Même logique de «spécialisation» pour le ministre de l’Intérieur : l’Office antistupéfiants (Ofast) est désigné comme pilote côté police, avec un «renforcement» des moyens de ses antennes régionales. Bruno Retailleau promet d’ailleurs de muscler encore la «filière investigation» prochainement, sans donner plus de précisions. Si ce n’est pour Marseille : 25 «enquêteurs supplémentaires» sont annoncés.
«Touches personnelles»
«Si on avait commencé notre travail en imaginant cette issue, on aurait signé tout de suite», salue Jérôme Durain, le président socialiste de la commission sénatoriale. «Satisfait», donc, à quelques nuances près. Quid, par exemple, de la place de Bercy dans ce dispositif ? Si les deux ministres ont insisté sur l’importance de «taper au portefeuille» les trafiquants, quelle part le ministère de l’Economie va-t-il prendre dans la lutte, notamment ses services fiscaux ?

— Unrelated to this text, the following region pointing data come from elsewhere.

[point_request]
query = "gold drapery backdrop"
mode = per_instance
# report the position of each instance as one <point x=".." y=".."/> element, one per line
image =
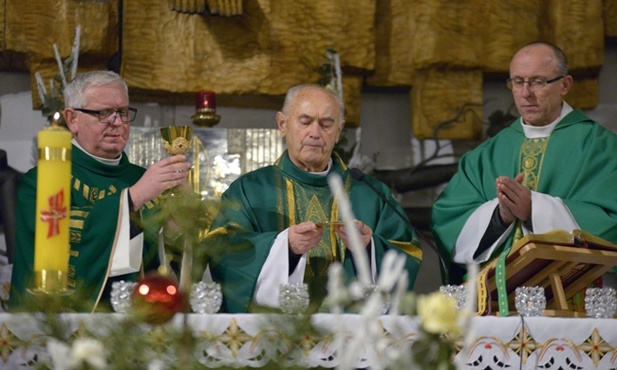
<point x="251" y="51"/>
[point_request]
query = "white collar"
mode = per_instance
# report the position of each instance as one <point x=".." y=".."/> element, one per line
<point x="533" y="132"/>
<point x="326" y="171"/>
<point x="111" y="162"/>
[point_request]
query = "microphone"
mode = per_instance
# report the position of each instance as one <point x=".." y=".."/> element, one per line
<point x="358" y="175"/>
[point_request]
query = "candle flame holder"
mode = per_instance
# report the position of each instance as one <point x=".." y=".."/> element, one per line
<point x="205" y="118"/>
<point x="177" y="139"/>
<point x="205" y="109"/>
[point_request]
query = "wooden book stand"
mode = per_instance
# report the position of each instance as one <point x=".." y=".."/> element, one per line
<point x="563" y="263"/>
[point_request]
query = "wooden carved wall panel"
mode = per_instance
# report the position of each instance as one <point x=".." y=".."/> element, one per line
<point x="511" y="24"/>
<point x="270" y="47"/>
<point x="438" y="95"/>
<point x="394" y="37"/>
<point x="576" y="26"/>
<point x="449" y="33"/>
<point x="261" y="47"/>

Il y a aussi ces «touches personnelles» apportées par les ministres qui font tiquer le sénateur Durain. Comme la volonté, réaffirmée par Didier Migaud, d’assouplir l’excuse de minorité pour les plus de 16 ans ou la possibilité de les envoyer en comparution immédiate. Ou l’idée, avancée par Bruno Retailleau, de «couper les aides sociales» en cas de condamnation pour trafic de stup. «Il y a une dimension répressive à laquelle on adhère, mais on ne peut pas taper sur tout le monde, note le socialiste. Il faudra aller plus loin sur certains sujets comme les questions sanitaires ou de prévention, s’interroger sur les racines sociales de la consommation. Ce qui n’était pas du ressort de notre commission d’enquête…»
«Combat national»
L’absence de «dimension sociale» des mesures proposées inquiète aussi Karima Meziene, porte-parole du Collectif des familles de victimes du narcotrafic. Avec d’autres membres de l’association, elle a été longuement reçue par les ministres dans la matinée, qu’elle a trouvés «très attentifs, à l’écoute». Mais des ministres «à l’écoute», l’association en a vu d’autres défiler à Marseille, porteurs de solutions XXL. Le prédécesseur de Bruno Retailleau à Beauvau, Gérald Darmanin, avait déjà fait de la lutte contre les trafics la mère de toutes les batailles, et promis des moyens «sans précédents». «Il ne s’agit pas d’un énième plan», corrige Bruno Retailleau, qui espère que le texte de loi, «porté par la droite et la gauche» et qui sera présenté le 27 janvier, trouvera «une très large majorité» : «C’est tout l’appareil de l’Etat qui va faire de ce sujet une grande cause nationale. C’est un combat national qui prendra des années, dix, quinze ans.»
Mis à jour à 19h16 avec l’article de notre correspondante à Marseille.